Of the symbols of Pythagoras little is known. They have been religiously concealed; and though they have awakened much curiosity, and occasioned many ingenious conjectures, they still appear to us dark and trifling. As a specimen we give the following: "Adore the sound of the whistling wind. Stir not the fire with a sword. Turn aside from an edged tool. Pass not over a balance. Setting out on a journey, turn not back, for the furies will return with you. Breed nothing that hath crooked talons. Receive not a swallow into your house. Look not in a mirror by the light of a candle. At a sacrifice pare not your nails. Eat not the heart or brain. Taste not that which hath fallen from the table. Break not bread. Sleep not at noon. When it thunders touch the earth. Pluck not a crow. Roast not that which has been boiled. Sail not on the ground. Plant not a palm. Breed a cock, but do not sacrifice it, for it is sacred to the sun and moon. Plant mallows in thy garden, but eat them not. Abstain from beans."
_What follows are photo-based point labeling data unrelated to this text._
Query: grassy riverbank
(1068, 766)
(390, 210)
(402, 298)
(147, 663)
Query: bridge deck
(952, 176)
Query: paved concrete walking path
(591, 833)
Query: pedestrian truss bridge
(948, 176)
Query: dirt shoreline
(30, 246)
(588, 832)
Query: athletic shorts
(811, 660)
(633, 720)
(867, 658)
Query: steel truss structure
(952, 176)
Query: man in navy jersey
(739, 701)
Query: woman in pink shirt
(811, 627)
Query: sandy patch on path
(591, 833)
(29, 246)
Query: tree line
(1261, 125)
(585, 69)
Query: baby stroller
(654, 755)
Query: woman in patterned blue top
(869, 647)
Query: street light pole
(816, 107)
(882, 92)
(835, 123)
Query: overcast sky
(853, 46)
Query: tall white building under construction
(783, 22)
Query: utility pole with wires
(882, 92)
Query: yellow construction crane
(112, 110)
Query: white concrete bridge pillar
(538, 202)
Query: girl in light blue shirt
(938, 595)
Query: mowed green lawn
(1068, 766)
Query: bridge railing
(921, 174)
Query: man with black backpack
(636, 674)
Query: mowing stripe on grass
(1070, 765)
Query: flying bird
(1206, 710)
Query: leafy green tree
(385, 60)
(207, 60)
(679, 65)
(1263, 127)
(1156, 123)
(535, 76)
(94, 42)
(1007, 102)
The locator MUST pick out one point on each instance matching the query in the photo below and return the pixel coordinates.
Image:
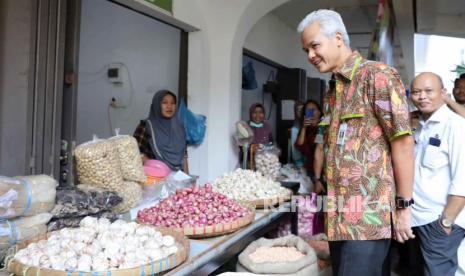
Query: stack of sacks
(24, 205)
(113, 164)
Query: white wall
(273, 39)
(149, 50)
(15, 100)
(427, 57)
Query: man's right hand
(403, 225)
(318, 187)
(310, 122)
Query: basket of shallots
(198, 212)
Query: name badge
(434, 141)
(341, 134)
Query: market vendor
(262, 130)
(305, 142)
(162, 135)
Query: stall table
(207, 255)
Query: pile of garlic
(267, 163)
(99, 245)
(247, 185)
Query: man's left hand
(446, 230)
(402, 226)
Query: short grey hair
(439, 79)
(330, 23)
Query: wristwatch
(402, 203)
(445, 222)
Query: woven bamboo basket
(17, 268)
(273, 201)
(216, 230)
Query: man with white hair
(439, 190)
(368, 150)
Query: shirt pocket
(435, 157)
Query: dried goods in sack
(280, 263)
(26, 195)
(24, 228)
(129, 155)
(98, 164)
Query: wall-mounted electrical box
(114, 74)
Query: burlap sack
(306, 271)
(304, 266)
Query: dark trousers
(439, 250)
(365, 258)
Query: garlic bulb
(99, 245)
(247, 185)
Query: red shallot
(197, 206)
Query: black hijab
(169, 136)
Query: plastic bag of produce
(195, 124)
(267, 161)
(26, 195)
(305, 265)
(25, 228)
(131, 193)
(84, 200)
(98, 164)
(129, 156)
(73, 222)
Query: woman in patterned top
(162, 135)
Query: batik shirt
(370, 100)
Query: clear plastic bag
(129, 156)
(26, 195)
(131, 193)
(25, 228)
(172, 183)
(195, 124)
(98, 164)
(60, 223)
(84, 200)
(267, 161)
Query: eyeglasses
(417, 92)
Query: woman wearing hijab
(305, 142)
(162, 135)
(261, 129)
(297, 156)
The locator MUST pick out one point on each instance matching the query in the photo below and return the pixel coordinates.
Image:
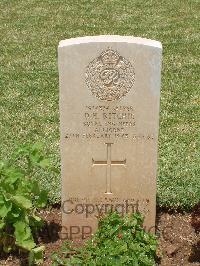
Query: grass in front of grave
(30, 32)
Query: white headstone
(109, 115)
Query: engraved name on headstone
(109, 116)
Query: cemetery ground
(30, 32)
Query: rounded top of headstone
(110, 38)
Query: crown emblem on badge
(110, 76)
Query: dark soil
(179, 238)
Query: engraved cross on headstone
(109, 163)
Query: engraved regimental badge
(110, 76)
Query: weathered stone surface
(109, 113)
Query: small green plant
(118, 241)
(20, 197)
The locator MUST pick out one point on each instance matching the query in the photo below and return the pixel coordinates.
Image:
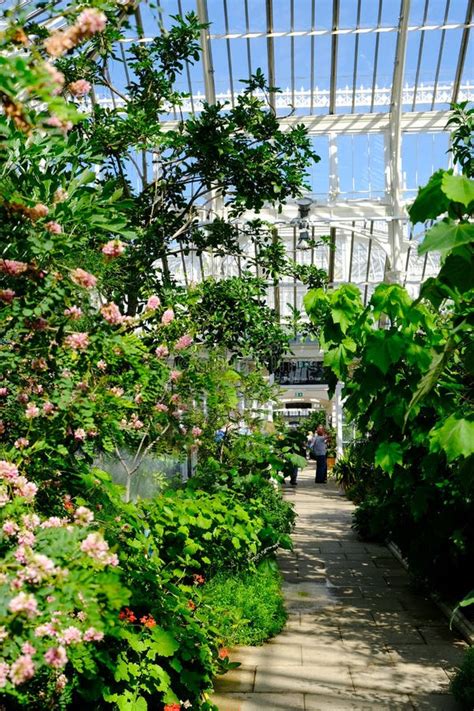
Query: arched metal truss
(371, 79)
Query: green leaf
(388, 454)
(446, 235)
(314, 299)
(458, 188)
(167, 644)
(468, 600)
(455, 437)
(431, 201)
(383, 349)
(429, 379)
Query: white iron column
(395, 130)
(337, 418)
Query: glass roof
(326, 56)
(380, 132)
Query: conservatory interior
(236, 355)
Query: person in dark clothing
(294, 440)
(319, 448)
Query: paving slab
(259, 702)
(358, 636)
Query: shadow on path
(358, 636)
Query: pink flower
(54, 122)
(83, 515)
(7, 295)
(53, 522)
(183, 342)
(22, 669)
(77, 341)
(93, 635)
(46, 630)
(114, 248)
(4, 496)
(135, 422)
(12, 267)
(48, 408)
(60, 195)
(153, 303)
(83, 278)
(61, 682)
(56, 657)
(24, 602)
(162, 352)
(53, 227)
(81, 87)
(26, 489)
(73, 312)
(10, 528)
(26, 538)
(31, 411)
(31, 521)
(56, 76)
(37, 212)
(167, 317)
(8, 471)
(111, 313)
(71, 635)
(4, 672)
(91, 21)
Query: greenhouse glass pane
(318, 175)
(257, 16)
(422, 155)
(215, 11)
(361, 166)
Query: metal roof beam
(333, 80)
(208, 68)
(411, 122)
(395, 134)
(462, 52)
(270, 51)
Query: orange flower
(148, 621)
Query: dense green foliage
(462, 685)
(100, 354)
(407, 365)
(245, 608)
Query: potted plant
(331, 452)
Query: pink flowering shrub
(52, 573)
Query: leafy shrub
(462, 685)
(245, 608)
(197, 531)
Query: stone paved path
(358, 637)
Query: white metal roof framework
(371, 79)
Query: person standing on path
(319, 448)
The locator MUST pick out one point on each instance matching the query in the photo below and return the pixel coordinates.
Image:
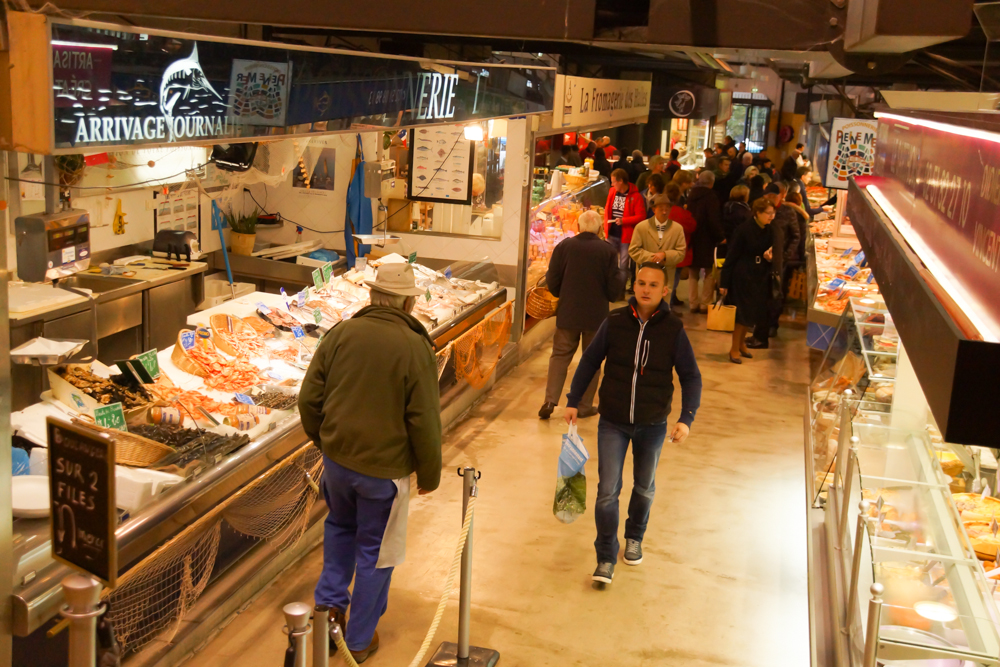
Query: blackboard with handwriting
(82, 500)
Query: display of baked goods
(976, 507)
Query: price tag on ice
(150, 362)
(110, 416)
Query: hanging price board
(110, 416)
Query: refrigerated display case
(555, 218)
(893, 566)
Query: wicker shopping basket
(540, 302)
(130, 449)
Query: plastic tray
(49, 359)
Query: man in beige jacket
(659, 239)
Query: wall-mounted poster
(258, 92)
(441, 160)
(852, 150)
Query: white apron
(393, 549)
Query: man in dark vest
(643, 344)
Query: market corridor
(724, 578)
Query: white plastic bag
(571, 483)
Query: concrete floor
(724, 576)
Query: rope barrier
(337, 633)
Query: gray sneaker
(633, 552)
(604, 573)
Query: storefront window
(749, 123)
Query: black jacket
(640, 360)
(704, 205)
(584, 274)
(734, 214)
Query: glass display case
(554, 219)
(909, 554)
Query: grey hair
(397, 301)
(590, 221)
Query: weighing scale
(52, 246)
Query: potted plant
(243, 231)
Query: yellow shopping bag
(721, 318)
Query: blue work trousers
(612, 444)
(359, 511)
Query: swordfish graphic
(184, 87)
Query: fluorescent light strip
(988, 329)
(84, 45)
(943, 127)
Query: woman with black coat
(735, 212)
(746, 276)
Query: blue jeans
(612, 444)
(359, 511)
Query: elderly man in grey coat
(583, 273)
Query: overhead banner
(944, 180)
(583, 102)
(852, 151)
(115, 88)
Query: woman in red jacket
(625, 209)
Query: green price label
(150, 362)
(110, 416)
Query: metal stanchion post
(852, 464)
(82, 593)
(874, 619)
(852, 591)
(298, 628)
(449, 654)
(321, 636)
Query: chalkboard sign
(82, 500)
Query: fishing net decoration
(156, 595)
(443, 357)
(478, 350)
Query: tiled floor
(724, 577)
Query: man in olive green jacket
(370, 401)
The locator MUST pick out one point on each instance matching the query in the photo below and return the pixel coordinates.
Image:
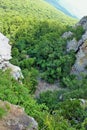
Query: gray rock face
(83, 22)
(16, 118)
(5, 56)
(81, 60)
(80, 47)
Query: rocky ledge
(15, 118)
(80, 48)
(5, 56)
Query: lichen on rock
(15, 118)
(5, 56)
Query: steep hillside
(56, 4)
(32, 8)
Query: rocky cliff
(13, 117)
(5, 56)
(79, 46)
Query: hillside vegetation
(35, 29)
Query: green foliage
(30, 79)
(2, 112)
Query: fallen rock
(15, 118)
(5, 56)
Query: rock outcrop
(15, 118)
(5, 56)
(83, 23)
(80, 48)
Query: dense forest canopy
(35, 29)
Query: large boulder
(5, 56)
(80, 65)
(14, 118)
(83, 22)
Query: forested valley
(35, 31)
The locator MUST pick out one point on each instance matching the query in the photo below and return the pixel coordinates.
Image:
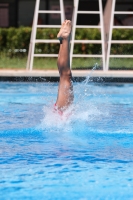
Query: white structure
(110, 41)
(33, 39)
(101, 27)
(106, 26)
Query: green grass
(50, 63)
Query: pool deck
(107, 75)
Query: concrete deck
(76, 74)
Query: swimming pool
(88, 155)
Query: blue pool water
(88, 155)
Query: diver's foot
(65, 30)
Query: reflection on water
(86, 153)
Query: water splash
(86, 81)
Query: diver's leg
(65, 90)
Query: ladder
(33, 39)
(110, 41)
(101, 27)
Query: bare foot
(65, 30)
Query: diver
(65, 89)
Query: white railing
(105, 55)
(110, 41)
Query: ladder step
(48, 26)
(46, 41)
(50, 11)
(86, 55)
(121, 56)
(121, 12)
(45, 55)
(88, 12)
(122, 41)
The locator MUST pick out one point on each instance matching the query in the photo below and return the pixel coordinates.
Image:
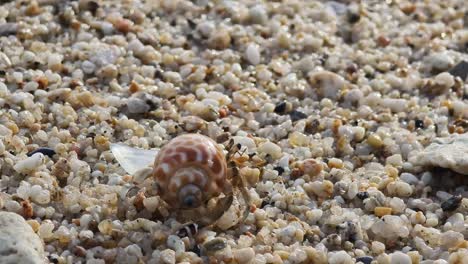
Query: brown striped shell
(190, 169)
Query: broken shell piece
(450, 153)
(132, 159)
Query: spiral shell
(190, 169)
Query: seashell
(190, 169)
(132, 159)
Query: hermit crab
(194, 176)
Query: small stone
(340, 257)
(258, 15)
(439, 62)
(297, 115)
(19, 243)
(377, 247)
(168, 256)
(271, 149)
(451, 239)
(244, 255)
(399, 258)
(449, 152)
(252, 54)
(29, 164)
(375, 141)
(175, 243)
(137, 106)
(328, 84)
(460, 70)
(220, 39)
(364, 260)
(452, 203)
(381, 211)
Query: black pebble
(280, 108)
(451, 204)
(365, 260)
(196, 249)
(279, 169)
(419, 123)
(46, 151)
(297, 115)
(353, 17)
(460, 70)
(362, 195)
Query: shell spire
(190, 169)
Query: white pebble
(252, 54)
(270, 148)
(399, 258)
(243, 255)
(175, 243)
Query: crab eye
(189, 201)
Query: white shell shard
(132, 159)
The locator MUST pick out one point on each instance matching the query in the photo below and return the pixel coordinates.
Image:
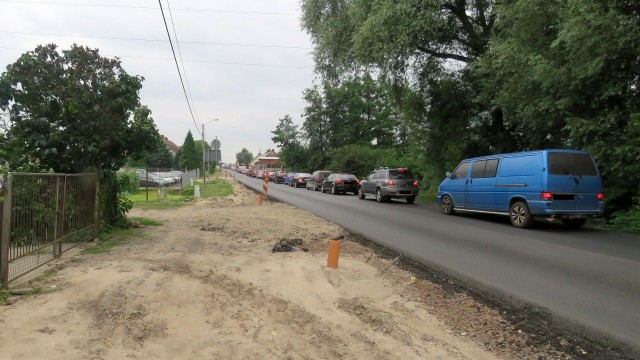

The following precepts are more important: "Dis- course not of Pythagorean doctrines without light. Above all things govern your tongue. Engrave not the image of God in a ring. Quit not your station without the command of your general. Remember that the paths of virtue and of vice resemble the letter Y. To this symbol Persius refers," when he says,
Et ubi quae Samios diduxit litera ramos, Surgentem dextro manu travi limite collem.
There has the Sannian Y's instructive make Pointed the road thy doubtful foot should take; There warn'd thy raw and yet unpractis'd youth, To tread the rising right-hand path of truth.
The scantiness and uncertainty of our information respecting Pythagoras, renders a regular and complete account of his life and doctrines impossible. A modern author of profound erudition, pronounces him to have been unquestionably the wisest man that ever lived, if his masters the Egyptian priests must not be excepted. This is saying a great deal too much; but that he was one of the most distinguished philosophers of antiquity, or, as Cicero expresses it, vir praestantissima sapientia, appears very evident; and his moral character has never been impeached. The mysterious air which he threw over his doctrines, and the apparent insanity of some of his symbols, have indeed subjected him to the charge of imposture, and perhaps the charge is not wholly groundless: but when we consider the age in which he lived, and the nature of the people with whom he had to deal, who would in all probability have resented more open innovations, even this will not appear so blamable as at first sight we are apt to think it; and it is worthy of notice, that the worst stories of this kind have come down to us in a very questionable shape, and with much probability appear to be false.